Malcolm Arnold, pictured coaching in 2008, has disputed claims that UK Athletics is "in great shape" ©Getty Images

Malcolm Arnold, one of the most respected coaches within British athletics over the past 40 years, has disputed the claim of the departing chairman of UK Athletics, Ed Warner, that he has left the domestic sport "in great shape" - and has warned that its future looks potentially bleak because of a neglect of coach education and development.

He also described last weekend’s UK Athletics World Championships Team Trials at Alexander Stadium in Birmingham - sparsely attended, and involving very few household names in fields seeking places at next month’s International Association of Athletics Federations’ World Championships in London - as "a disappointment, to put it mildly".

"In 42 years as a professional coach, employed by the national governing body, it is the worst national trials I have ever witnessed," Arnold told insidethegames.

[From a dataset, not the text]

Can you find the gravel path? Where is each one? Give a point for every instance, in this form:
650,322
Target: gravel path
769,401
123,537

Arnold, head coach of UK Athletics from 1994 until 1997 and until recently national event coach for hurdles, took issue with Warner’s “self-composed eulogy”.

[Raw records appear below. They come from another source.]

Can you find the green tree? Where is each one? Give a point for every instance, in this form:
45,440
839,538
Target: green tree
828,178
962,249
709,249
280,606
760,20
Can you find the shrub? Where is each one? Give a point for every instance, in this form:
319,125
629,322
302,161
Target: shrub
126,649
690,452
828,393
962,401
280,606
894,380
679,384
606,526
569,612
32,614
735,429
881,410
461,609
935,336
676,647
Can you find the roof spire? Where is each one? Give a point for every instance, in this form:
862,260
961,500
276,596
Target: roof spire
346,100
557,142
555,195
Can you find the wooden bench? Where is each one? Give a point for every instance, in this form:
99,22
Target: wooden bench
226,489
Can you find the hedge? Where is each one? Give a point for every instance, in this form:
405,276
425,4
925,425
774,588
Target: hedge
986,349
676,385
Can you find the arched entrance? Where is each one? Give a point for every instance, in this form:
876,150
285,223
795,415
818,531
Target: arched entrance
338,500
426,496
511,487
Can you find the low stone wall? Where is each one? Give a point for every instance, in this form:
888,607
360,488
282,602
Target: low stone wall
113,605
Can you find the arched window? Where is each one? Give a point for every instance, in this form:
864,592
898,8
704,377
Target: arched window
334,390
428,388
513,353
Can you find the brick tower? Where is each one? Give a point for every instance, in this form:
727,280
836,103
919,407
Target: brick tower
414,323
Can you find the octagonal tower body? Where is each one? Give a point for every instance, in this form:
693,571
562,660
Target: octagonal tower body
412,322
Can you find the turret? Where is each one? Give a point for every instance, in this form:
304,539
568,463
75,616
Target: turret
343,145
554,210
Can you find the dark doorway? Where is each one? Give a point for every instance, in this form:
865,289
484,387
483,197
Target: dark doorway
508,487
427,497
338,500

Warner, who stepped down as chairman of UK Athletics last month, claimed that "after more than a decade as chair, it is very pleasing to leave athletics in the UK in such great shape".

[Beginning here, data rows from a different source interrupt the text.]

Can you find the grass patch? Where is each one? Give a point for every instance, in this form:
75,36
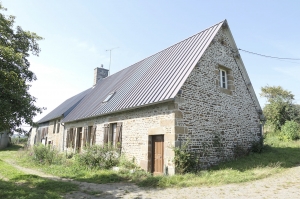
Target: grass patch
16,184
276,156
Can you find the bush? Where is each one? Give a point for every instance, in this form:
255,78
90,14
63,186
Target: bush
46,155
124,162
289,131
184,160
96,156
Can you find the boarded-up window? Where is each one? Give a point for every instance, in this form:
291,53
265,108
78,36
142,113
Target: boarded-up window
118,139
58,126
54,126
71,133
106,132
93,136
85,134
113,134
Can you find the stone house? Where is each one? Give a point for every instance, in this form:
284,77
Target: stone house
196,91
49,127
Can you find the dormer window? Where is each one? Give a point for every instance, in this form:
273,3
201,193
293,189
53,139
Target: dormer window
109,97
223,78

Arnold believes the International Association of Athletics World Championships from August 4 until 13, and the World Para Athletics Championships that precede them from July 14 to 23, will prove successful - but worries about what will happen to the sport in Britain afterwards.

"It is unfortunate that Ed Warner is departing the scene with so many important questions unanswered," he said.

"For many of us - maybe a majority - Ed has not left athletics in great shape, as he claims.

"The show business side of athletics will flourish, until we run out of stars like Mo Farah and Jessica Ennis.

"Mo and Jess were nurtured over long periods by top coaches.

"If we continue to ignore coaches and coaching, then we will not have top stars for the showcase."

Former national coach Malcolm Arnold has described the sparsely attended UK Athletics World Championships Team Trials in Birmingham as worst he has ever witnessed in 42 years as a professional coach ©Getty Images
Former national coach Malcolm Arnold has described the sparsely attended UK Athletics World Championships Team Trials in Birmingham as worst he has ever witnessed in 42 years as a professional coach ©Getty Images

More than a million people were reported as having applied for tickets to the London World Championships in the wake of Rio 2016, making them the most popular athletics event outside the Olympics themselves.

Last month record sales of 230,000 tickets were reported for the World Para Athletics Championships, although it is starting to look as if the packed crowds that greeted Paralympic action in the London Olympic stadium in 2012 are unlikely to be repeated.

"There is little doubt that UK Athletics is very good at showcasing athletics," said Arnold.

"The upcoming World Championships will be successful.

“However, many aficionados in athletics in the UK…wonder about the future of our sport when the current crop of superstars finally retire.”

Arnold, 77, made his name by coaching Uganda’s John Akii-Bua to the 1972 Olympic 400 metres hurdles title in a world record of 47.82sec.

He later coached Britain’s double world champion and world record holder at the 110m hurdles, Colin Jackson.

He retired at the end of December 2016 when his contract as a coach based at the University of Bath - where, since 1998, he has guided 14 athletes to 41 Major medals, including Jason Gardener, a member of Britain’s winning 4x100m quartet at the 2004 Athens Olympics, and 2001 world 400m hurdles champion Dai Greene.

"Niels de Vos was appointed CEO of UK Athletics in 2007," Arnold said.

"Soon after his appointment, he invited me to sit with him and discuss the state of the Sport in the UK.

"Within the discussion, I pleaded that he should never neglect Coach Education and Coach Development, but most importantly UKA should never neglect athlete development.

"Nowadays, it seems that the UKA hierarchy have decided to marginalise professional and volunteer coaches, who along with our brilliant officials are the bedrock of athletics in our country.

"Whilst there are still outstanding coaches, our coaching expertise is slowly dribbling away down the drain."